A promotoria argentina está a investigar uma rede criminosa que atrai grávidas russas para o país. “Não podemos transformar o nosso país numa maternidade para o mundo inteiro”, disse Florencia Carignano, diretora do serviço de imigração da nação sul-americana.
Para ter o bebé na Argentina, as grávidas podem pagar cerca de 3.300 euros pelo pacote básico; aproximadamente 7.000 euros por um modelo com atendimento 24 horas, 7 dias por semana; ou 14.000 euros pela versão luxo, com direito a motorista, ama e curso de espanhol, relatou o DW.
Para as grávidas russas que entram no website “ArgentinaFamily”, já no primeiro acesso à página inicial há um bónus: “receba o seu segundo passaporte, que tem a emissão mais rápida do mundo, e ganhe direito à entrada sem visto em mais de 170 países para toda a família”.
O “ArgentinaFamily” é gerido pela russa Elena Kuklina, de 26 anos, residente em Buenos Aires. Há uma semana, investigadores revistaram o seu apartamento, no luxuoso bairro de Puerto Madero, e apreenderam 66.920 dólares, computadores portáteis e telemóveis. A mulher era procurada desde dezembro.

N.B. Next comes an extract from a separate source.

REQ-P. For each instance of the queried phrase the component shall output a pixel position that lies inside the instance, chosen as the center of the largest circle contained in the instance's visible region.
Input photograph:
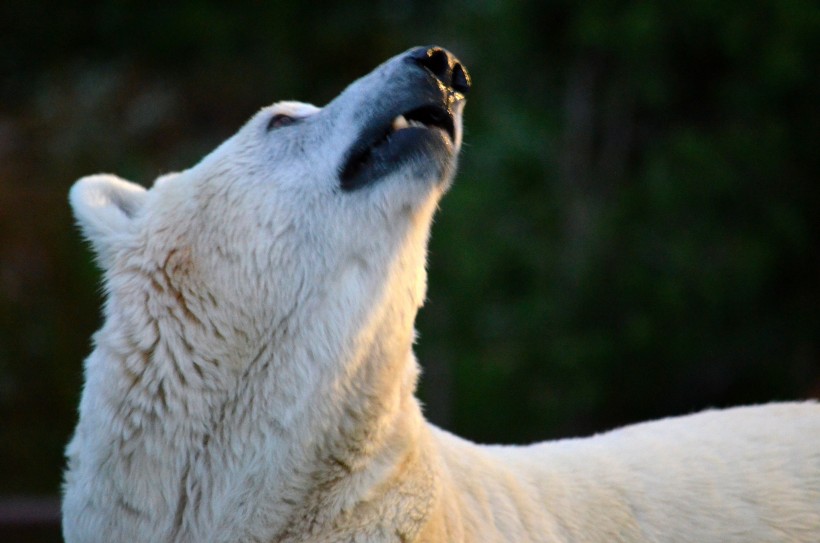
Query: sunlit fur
(254, 378)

Suspeita-se que Elena Kuklina obteve dinheiro público de forma fraudulenta. Além disso, terá falsificado documentos para mais de 70 russas grávidas que entraram no país. A agência que gere é acusada de ter fornecido residências falsas para obter as naturalizações mais rapidamente. A venda de certidões de nascimento e bilhetes de identidade para cidadãos russos também está sob investigação.
Florencia Carignano indicou que se trata de “um negócio de um milhão de dólares”. Em 2022, cerca de 10,5 mil russas grávidas foram à Argentina – prevê-se o dobro para 2023.

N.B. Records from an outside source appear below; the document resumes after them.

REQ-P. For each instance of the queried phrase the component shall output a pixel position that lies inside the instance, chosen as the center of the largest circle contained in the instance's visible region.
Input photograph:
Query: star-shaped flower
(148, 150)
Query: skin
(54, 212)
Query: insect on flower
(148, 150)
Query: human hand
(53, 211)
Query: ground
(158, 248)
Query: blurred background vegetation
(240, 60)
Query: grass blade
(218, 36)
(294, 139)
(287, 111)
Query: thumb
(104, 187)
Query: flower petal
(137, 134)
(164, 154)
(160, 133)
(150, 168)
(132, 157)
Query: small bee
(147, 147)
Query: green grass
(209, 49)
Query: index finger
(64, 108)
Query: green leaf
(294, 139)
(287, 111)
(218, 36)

“Quem quiser ficar no nosso país é muito bem-vindo. O problema é que muitas mulheres russas não ficam aqui. Elas simplesmente recebem os seus passaportes e viajam para outros países. Descobrimos três espiões russos na Eslovénia com passaporte argentino. Esse é o nosso medo”, disse Florencia Carignano.
As crianças nascidas na Argentina recebem automaticamente a cidadania argentina. Dessa forma, mãe e pai podem facilmente solicitar a nacionalidade. Com esse passaporte, é possível entrar sem visto em 171 países.
Em meados de fevereiro, as autoridades argentinas recusaram inicialmente a entrada de seis russas grávidas no país. “As mulheres que chegaram aqui no aeroporto na 33.ª semana de gravidez estavam sozinhas, sem dinheiro e sem bilhete de volta marcado”, contou Florencia Carignano.
“Elas não podiam dizer sequer para onde queriam ir em Buenos Aires ou o hotel que tinham reservado; os endereços não eram precisos ou nem existiam. E ali ficou claro que estávamos a lidar com “falsas turistas”, ou seja, que elas não estavam aqui para turismo”, acrescentou.
As mulheres que entram na Argentina não estão proibidas de dar à luz no país, mas para isso é necessário um visto especial.
Segundo a diretora do serviço de imigração, normalmente quem viaja para o país são mulheres russas, muitas delas grávidas, sozinhas e com condições financeiras para obter uma autorização de residência; com voos operados pela Turkish, Ethiopian Airlines, Emirates ou KLM; além de terem reservado junto a uma agência um “pacote” que garante a cidadania argentina em tempo recorde.
“Por enquanto, as nossas investigações jurídicas nada têm a ver com a futura admissão de grávidas russas, desde que cumpram os requisitos das autoridades à entrada. A Argentina, como muitos outros países, tem um acordo com a Rússia que regula a entrada durante alguns meses”, disse Federico Delgado, procurador que coordena a investigação sobre os grupos criminosos de turismo de parto.
“Tanto o sistema de saúde público quanto o privado na Argentina são muito bons, sem dever nada em comparação com o sul da Europa. Isso e o facto de a Argentina ser muito barata para quem pode pagar em dólares explica por que tantas mulheres do outro lado do mundo querem dar à luz aqui”, continuou.
Em Buenos Aires, oito hospitais tornaram-se polos para grávidas russas. Um deles é o Hospital Fernández, público e gratuito, onde as consultas para novas pacientes dispararam 50% nos últimos três meses. No hospital particular Sanatorio Finochietto, em dezembro, quase um em cada três bebés nascidos tinha pais russos.
“Não podemos transformar o nosso país numa maternidade para o mundo inteiro”, sublinhou ainda Florencia Carignano.